German efficiency, much praised, doesn’t apply to finance. The country’s consumers are amongst the most eager savers in the world, but their returns are miserable because of excessive risk aversion and poor portfolio choices. In the decade to 2013, private households on average lost 15 percent of their inflation-adjusted wealth, data by Berlin-based think tank DIW shows.
Each year, the homeland of Karl Marx squirrels away around 170 billion euros or 9.5 percent of households’ disposable income. The savings rate is 50 percent above the euro area’s average and twice as high as in the United States, OECD data shows. Yet adjusted for inflation, Germans are earning a pitiful annual return of just 1.5 percent on their financial assets, according to Bundesbank data.

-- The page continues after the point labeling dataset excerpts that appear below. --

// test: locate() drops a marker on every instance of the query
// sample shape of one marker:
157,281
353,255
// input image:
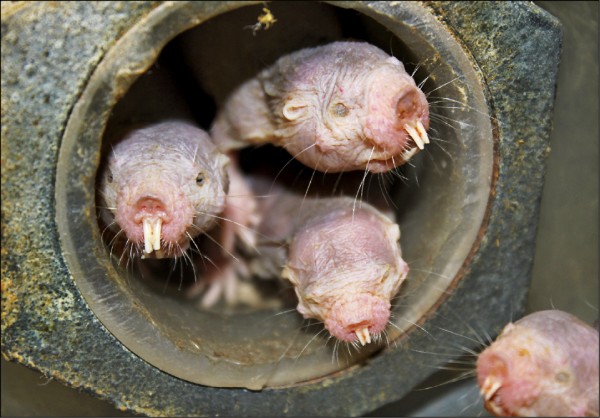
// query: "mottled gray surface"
47,257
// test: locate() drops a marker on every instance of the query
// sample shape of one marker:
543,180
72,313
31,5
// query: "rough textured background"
33,331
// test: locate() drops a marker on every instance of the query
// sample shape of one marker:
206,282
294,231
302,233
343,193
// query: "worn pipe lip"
95,276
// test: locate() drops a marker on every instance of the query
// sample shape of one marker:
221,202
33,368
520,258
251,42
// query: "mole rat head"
345,270
162,196
525,374
372,118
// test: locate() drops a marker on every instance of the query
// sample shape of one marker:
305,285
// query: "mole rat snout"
150,206
398,114
359,318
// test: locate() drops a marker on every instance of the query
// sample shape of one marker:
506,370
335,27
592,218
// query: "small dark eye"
340,110
200,179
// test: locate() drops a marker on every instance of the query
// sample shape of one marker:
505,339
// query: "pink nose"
150,206
407,106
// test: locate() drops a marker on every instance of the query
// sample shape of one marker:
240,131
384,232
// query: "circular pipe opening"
206,51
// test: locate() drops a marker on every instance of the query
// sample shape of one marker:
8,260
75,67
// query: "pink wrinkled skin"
339,107
545,364
345,264
169,170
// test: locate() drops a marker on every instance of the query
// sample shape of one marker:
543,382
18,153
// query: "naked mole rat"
162,186
545,364
339,107
343,259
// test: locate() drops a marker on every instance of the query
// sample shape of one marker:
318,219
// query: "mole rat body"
340,107
344,261
162,186
545,364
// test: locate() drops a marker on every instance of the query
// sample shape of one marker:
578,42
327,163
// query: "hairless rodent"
545,364
339,107
163,184
343,258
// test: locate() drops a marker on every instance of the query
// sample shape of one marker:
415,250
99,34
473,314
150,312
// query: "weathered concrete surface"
47,325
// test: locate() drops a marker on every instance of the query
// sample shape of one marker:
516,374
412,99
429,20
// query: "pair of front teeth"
152,233
363,335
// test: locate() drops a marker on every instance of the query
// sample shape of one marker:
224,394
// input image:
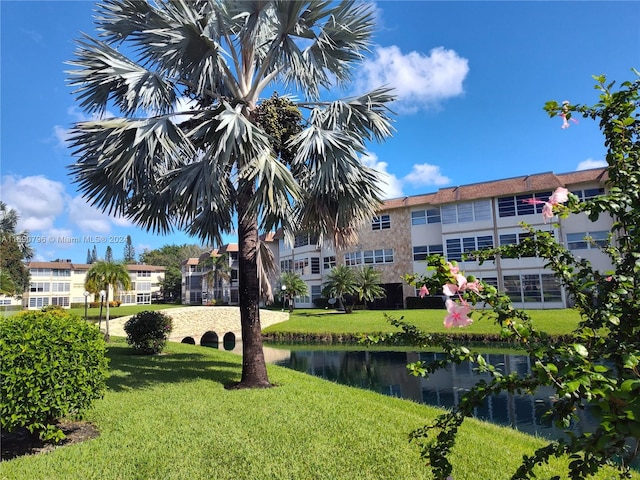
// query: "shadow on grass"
133,371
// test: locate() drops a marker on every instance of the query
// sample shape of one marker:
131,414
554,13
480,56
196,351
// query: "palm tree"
105,276
8,224
212,165
368,284
341,281
220,271
294,287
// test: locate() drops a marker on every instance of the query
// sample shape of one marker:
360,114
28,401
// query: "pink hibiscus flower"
458,314
560,195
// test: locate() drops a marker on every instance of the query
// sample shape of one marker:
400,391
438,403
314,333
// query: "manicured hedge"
52,365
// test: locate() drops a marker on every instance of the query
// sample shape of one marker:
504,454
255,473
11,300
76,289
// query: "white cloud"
37,200
389,183
591,163
425,174
420,81
91,219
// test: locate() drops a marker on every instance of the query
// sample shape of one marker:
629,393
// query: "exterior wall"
397,238
62,283
464,218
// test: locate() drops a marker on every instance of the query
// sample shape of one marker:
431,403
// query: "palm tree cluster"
212,168
106,276
345,283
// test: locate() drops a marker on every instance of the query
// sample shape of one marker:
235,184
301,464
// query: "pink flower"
463,285
547,211
563,115
458,314
560,195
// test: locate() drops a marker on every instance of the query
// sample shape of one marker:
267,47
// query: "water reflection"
386,373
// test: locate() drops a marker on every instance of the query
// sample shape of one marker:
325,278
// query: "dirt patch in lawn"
20,442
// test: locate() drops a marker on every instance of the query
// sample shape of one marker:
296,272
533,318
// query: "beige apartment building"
62,283
450,222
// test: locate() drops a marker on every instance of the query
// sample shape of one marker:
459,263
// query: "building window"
300,266
353,258
525,204
40,272
286,266
60,273
38,302
381,222
60,287
457,246
421,252
422,217
419,218
533,288
315,265
328,262
586,240
466,212
60,301
39,287
512,287
454,249
145,298
588,193
316,292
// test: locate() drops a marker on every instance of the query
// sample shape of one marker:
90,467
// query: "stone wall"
195,321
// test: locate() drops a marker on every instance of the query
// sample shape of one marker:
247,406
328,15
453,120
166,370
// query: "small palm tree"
294,287
369,282
104,276
341,281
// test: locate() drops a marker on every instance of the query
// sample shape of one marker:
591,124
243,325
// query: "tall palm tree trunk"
107,337
254,369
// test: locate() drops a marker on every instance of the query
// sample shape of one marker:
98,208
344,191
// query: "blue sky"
471,77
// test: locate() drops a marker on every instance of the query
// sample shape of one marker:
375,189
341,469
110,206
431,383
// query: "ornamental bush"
147,331
598,369
52,365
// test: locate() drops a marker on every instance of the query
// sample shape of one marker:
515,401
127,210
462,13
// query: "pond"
385,372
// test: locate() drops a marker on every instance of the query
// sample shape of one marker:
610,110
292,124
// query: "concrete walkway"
195,321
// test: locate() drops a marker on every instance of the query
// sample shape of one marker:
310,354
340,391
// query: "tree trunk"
254,368
107,337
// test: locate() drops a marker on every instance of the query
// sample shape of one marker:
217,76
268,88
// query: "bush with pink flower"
599,369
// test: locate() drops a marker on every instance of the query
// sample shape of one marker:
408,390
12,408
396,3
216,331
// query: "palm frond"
105,75
341,193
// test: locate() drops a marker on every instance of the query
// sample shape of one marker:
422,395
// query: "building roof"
508,186
86,266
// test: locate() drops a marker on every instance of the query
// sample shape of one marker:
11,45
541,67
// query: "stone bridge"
209,326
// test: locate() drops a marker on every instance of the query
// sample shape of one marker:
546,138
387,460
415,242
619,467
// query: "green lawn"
314,321
170,417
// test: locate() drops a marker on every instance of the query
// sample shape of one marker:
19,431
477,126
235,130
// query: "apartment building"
200,285
450,222
62,283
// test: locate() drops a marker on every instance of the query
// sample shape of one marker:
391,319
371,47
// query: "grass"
121,311
170,417
310,321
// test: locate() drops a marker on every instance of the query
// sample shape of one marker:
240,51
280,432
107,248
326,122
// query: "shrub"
53,365
321,302
51,308
429,302
147,331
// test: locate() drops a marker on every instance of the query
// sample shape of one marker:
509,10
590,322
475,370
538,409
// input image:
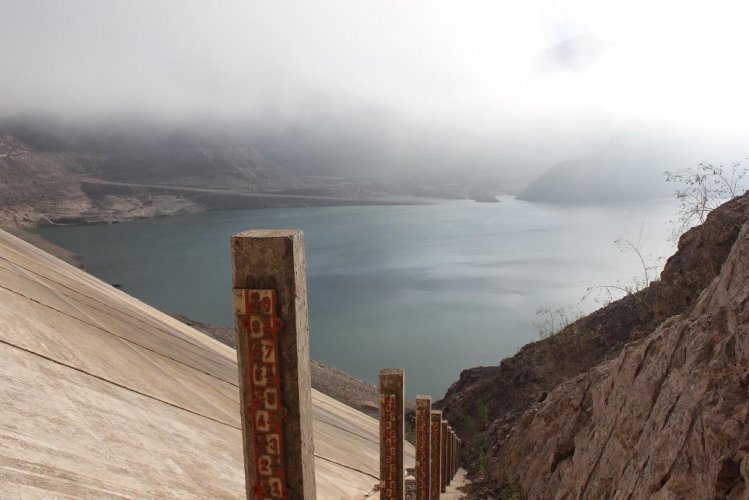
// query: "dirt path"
454,491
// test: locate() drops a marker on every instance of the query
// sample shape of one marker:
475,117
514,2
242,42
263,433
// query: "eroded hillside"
534,433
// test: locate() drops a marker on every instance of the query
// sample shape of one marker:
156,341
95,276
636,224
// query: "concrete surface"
103,396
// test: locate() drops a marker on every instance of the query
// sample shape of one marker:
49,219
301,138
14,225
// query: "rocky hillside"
568,412
39,185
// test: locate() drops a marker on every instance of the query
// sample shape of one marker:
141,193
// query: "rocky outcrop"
511,388
668,417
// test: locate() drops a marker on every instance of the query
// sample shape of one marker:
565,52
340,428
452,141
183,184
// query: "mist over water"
431,288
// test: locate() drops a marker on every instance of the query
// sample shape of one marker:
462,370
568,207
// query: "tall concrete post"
270,311
392,486
455,454
435,476
423,446
443,458
449,453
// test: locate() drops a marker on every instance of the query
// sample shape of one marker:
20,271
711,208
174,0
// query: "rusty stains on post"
443,457
270,310
435,476
449,454
392,384
423,446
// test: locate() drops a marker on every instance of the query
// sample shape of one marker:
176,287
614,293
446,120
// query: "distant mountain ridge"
44,184
630,166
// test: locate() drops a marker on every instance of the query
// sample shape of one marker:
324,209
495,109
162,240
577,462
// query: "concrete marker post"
392,384
270,310
436,452
449,454
443,457
423,446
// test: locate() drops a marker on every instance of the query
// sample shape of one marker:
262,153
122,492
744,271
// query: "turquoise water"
433,288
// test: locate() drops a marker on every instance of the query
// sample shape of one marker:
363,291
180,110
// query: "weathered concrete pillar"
270,309
449,453
392,486
423,446
435,476
443,457
455,453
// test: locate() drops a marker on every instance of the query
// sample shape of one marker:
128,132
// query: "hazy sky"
569,71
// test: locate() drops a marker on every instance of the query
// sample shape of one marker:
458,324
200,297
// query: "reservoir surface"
430,288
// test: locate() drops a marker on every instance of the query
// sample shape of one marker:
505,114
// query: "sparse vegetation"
701,189
648,271
551,321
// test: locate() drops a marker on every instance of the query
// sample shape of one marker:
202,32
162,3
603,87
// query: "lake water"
432,288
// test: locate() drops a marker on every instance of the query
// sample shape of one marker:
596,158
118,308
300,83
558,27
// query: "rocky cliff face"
510,388
666,419
40,186
520,393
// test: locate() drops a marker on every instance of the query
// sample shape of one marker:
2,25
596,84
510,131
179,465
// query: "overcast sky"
481,70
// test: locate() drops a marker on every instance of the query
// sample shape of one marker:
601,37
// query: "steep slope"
509,389
666,419
103,396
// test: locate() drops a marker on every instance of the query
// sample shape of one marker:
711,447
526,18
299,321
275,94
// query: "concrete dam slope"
104,396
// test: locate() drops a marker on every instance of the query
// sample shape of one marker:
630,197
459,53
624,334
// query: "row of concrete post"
438,448
270,310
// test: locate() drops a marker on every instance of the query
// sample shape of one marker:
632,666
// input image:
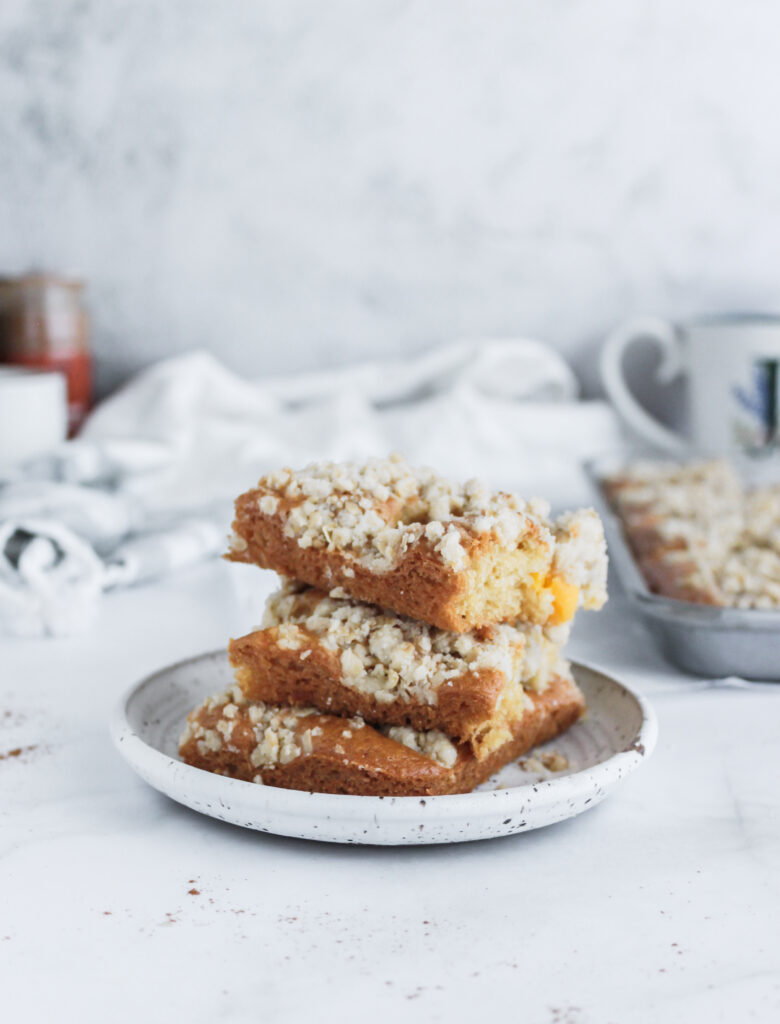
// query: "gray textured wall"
296,183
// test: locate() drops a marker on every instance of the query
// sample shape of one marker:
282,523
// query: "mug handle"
664,335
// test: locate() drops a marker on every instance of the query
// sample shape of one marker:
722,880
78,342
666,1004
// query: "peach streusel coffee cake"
417,646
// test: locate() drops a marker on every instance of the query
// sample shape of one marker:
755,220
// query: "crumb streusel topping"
375,512
392,656
730,535
279,738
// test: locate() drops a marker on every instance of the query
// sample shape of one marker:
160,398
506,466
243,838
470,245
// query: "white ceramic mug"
33,413
732,366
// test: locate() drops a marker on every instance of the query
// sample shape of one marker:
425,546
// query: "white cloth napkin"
147,486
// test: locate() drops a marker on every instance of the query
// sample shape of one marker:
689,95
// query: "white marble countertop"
118,904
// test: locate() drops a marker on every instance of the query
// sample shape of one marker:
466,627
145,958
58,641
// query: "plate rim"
353,807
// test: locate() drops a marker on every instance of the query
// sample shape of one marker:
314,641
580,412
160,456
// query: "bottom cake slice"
302,749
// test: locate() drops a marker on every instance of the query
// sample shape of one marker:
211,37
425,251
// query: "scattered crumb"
546,761
18,751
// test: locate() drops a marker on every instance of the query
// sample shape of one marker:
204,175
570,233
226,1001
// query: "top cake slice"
456,556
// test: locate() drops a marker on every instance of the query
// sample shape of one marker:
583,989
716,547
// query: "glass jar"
44,324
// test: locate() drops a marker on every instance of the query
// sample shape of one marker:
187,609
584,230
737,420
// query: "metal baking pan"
701,639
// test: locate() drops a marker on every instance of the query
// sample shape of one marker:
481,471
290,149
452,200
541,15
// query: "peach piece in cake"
350,657
459,557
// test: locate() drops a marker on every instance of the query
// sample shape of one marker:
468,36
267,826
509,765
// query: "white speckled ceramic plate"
616,736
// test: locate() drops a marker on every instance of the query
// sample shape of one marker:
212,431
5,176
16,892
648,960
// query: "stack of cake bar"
415,645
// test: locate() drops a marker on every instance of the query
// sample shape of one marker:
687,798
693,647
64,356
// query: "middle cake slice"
348,657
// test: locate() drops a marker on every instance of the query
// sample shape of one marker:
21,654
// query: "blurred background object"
295,185
33,414
44,326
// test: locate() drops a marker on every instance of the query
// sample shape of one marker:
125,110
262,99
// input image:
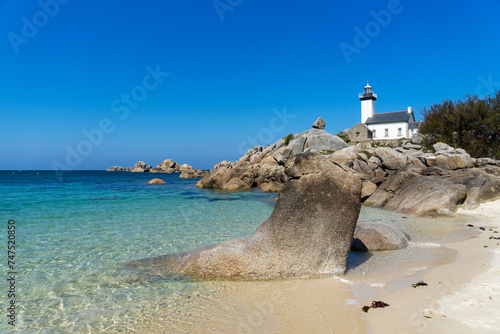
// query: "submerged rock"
309,233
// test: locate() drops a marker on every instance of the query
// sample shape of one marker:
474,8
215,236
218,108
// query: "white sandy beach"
462,296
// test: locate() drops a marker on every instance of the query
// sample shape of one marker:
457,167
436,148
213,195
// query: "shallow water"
74,237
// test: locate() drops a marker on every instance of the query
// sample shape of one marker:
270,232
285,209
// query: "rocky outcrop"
428,196
309,233
377,236
263,167
319,124
156,181
408,180
167,166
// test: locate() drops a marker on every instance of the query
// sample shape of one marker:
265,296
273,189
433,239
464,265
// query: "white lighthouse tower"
367,103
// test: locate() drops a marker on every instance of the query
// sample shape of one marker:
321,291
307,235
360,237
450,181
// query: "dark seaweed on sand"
375,304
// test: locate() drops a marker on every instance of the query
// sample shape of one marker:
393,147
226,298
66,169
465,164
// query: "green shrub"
368,154
344,138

More than a fifth of assets sit in simple bank accounts, and bear little if any interest. Even in the 1990s, when nominal interest rates were high, real returns usually languished below 1 percent. Mutual funds and stocks, which on average yield real returns of 5 percent and 8 percent, are unpopular. Only 16 percent of Germany’s household financial assets are invested on the stock market, compared to 25 percent in 2000 before the dot-com bubble left investors burned.
Overseas investments are another sorry tale. Since 2006, the country suffered a net valuation loss of more than 20 percent of GDP, DIW data shows. Before the financial crisis, the country’s huge current account surplus drove German investors to buy structured U.S. subprime mortgages and other high-yielding assets that later become toxic.
Even Europe’s richest country cannot afford such waste. If returns on total household assets rose by a mere 1 percentage point, disposable income would rise by 80 billion euros, a Breakingviews calculation shows. If households were to spend all of it, private consumption would rise by a whopping 5 percent.
Changing the investment decisions of millions of households is easier said than done. Educating households on finance would help. But policymakers could do worse than offer tax breaks or other monetary incentives to get individual investors back into the stock market. That sounds like encouraging, very un-German speculation. It should be thought of instead as another kind of sensible and entirely Teutonic engineering.